Thread
#prefect-community
    d

    Darshan

    1 year ago
    Hello, I am trying to evaluate prefect for my work and trying to run some toy flows to understand various aspects of Prefect. I am struggling to find a good example of how to pass parameters to a task function using imperative API. Basically I am trying to do something like below, how can I pass parameter to task_1 and task_3 using imperative API ?
    @task
    def task_1(some_param):
    	// Do something
    
    @task
    def task_2():
    	// Do something
    
    @task
    def task_3(some_other_param):
    	// Do something
    
    
    flow.set_dependencies(task = task_1)
    flow.set_dependencies(task = task_2, upstream_tasks=[task_1])
    flow.set_dependencies(task = task_3, upstream_tasks=[task_2])
    Michael Adkins

    Michael Adkins

    1 year ago
    I wouldn’t recommend starting with the imperative API but here you want to pass
    keyword_tasks
    e.g.
    flow.set_dependencies(task=task_1, keyword_tasks={"some_param": Parameter("example_param")})
    Parameter("example_param")
    in my example can also be a task or a constant value ie
    10
    d

    Darshan

    1 year ago
    Thanks @Michael Adkins will check this.
    Michael Adkins

    Michael Adkins

    1 year ago
    I really would encourage you to use the functional API though — it’s much more intuitive.

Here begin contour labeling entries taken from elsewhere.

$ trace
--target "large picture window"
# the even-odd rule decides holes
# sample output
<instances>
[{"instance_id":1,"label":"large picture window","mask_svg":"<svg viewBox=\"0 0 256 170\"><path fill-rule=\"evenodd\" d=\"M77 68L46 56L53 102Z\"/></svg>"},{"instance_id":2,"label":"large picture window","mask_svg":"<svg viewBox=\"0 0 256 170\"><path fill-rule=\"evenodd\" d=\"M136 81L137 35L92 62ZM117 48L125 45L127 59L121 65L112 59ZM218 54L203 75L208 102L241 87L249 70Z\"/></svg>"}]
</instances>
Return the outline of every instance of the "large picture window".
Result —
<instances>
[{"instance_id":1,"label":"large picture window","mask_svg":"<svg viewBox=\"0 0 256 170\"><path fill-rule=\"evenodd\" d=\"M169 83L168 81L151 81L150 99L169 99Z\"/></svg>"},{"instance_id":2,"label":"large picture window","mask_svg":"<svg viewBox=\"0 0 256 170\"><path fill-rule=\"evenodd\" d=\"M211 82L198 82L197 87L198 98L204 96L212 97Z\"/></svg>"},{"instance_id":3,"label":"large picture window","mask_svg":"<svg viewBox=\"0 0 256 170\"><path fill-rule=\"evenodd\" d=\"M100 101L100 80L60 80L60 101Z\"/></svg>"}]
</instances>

If you find yourself needing the imperative API for a specific thing then I’d switch to it in places 🤷 best of luck either way!
    d

    Darshan

    1 year ago
    I understand functional API should be used as much as possible but one of the real life workflow we have has tasks which does not return any data back. for example, each task executes a SQL which creates a table in database and subsequent task uses the table cerated by previous task. I was struggling to make a flow with functional APIs where dependency of tasks needs to be maintained but tasks themselves does not return any direct results. Would be great to see if functional API can be used for this kind of workflow since as you said it is more intuitive for any developer.
    Michael Adkins

    Michael Adkins

    1 year ago
    I would just write it out functionally then use
    downstream_task.set_upstream(table_creation)
    where needed
    from prefect import task, Flow
    
    
    @task(log_stdout=True)
    def display(value):
        print(value)
    
    
    @task
    def create_table():
        pass
    
    
    @task
    def insert_data():
        pass
    
    
    @task
    def query_data():
        return "fake-data-from-table"
    
    
    with Flow("non-data-dependencies") as flow:
        create = create_table()
        insert = insert_data()
        insert.set_upstream(create)
        data = query_data()
        data.set_upstream(insert)
        display(data)
    
    
    flow.run()
    Sorry that’s actually poorly written, it’ll run things more than once. Fixed now.
    Slightly more succinct:
    with Flow("non-data-dependencies") as flow:
        create = create_table()
        insert = insert_data().set_upstream(create)
        data = query_data().set_upstream(insert)
        display(data)
    d

    Darshan

    1 year ago
    Very helpful, thanks
    So here is the viz of a toy workflow I was trying to implement
    and here is the code I was able to come up with to design this.
    from prefect import Flow, task
    import prefect
    
    @task(name="create db_table_1")
    def task_1():
        # Create db_table_1
        print("Create db_table_1")
    
    @task(name="create db_table_2 using db_table_1")
    def task_2():
        # Create db_table_2
        print("Create db_table_2")
    
    
    @task(name="create db_table_3 using db_table_2")
    def task_3():
        # Create db_table_3
        print("Create db_table_3")
    
    @task(name="create db_table_4 using db_table_2")
    def task_4():
        # Create db_table_4
        print("Create db_table_3")
    
    @task(name="create db_table_5 using db_table_3 and db_table_4")
    def task_5():
        # Create db_table_5
        print("Create db_table_3")
    
    
    @task(name="query data from db_table_5 and display")
    def query_data():
        # Query data and print
        print("result of query")
    
    with Flow('ETL') as flow:
    
        task_2.set_upstream(task_1)
        task_3.set_upstream(task_2)
        task_4.set_upstream(task_2)
        
        task_5.set_dependencies(upstream_tasks=[task_3, task_4])
        
        query_data.set_upstream(task_5)
    
    flow.run()
    flow.visualize()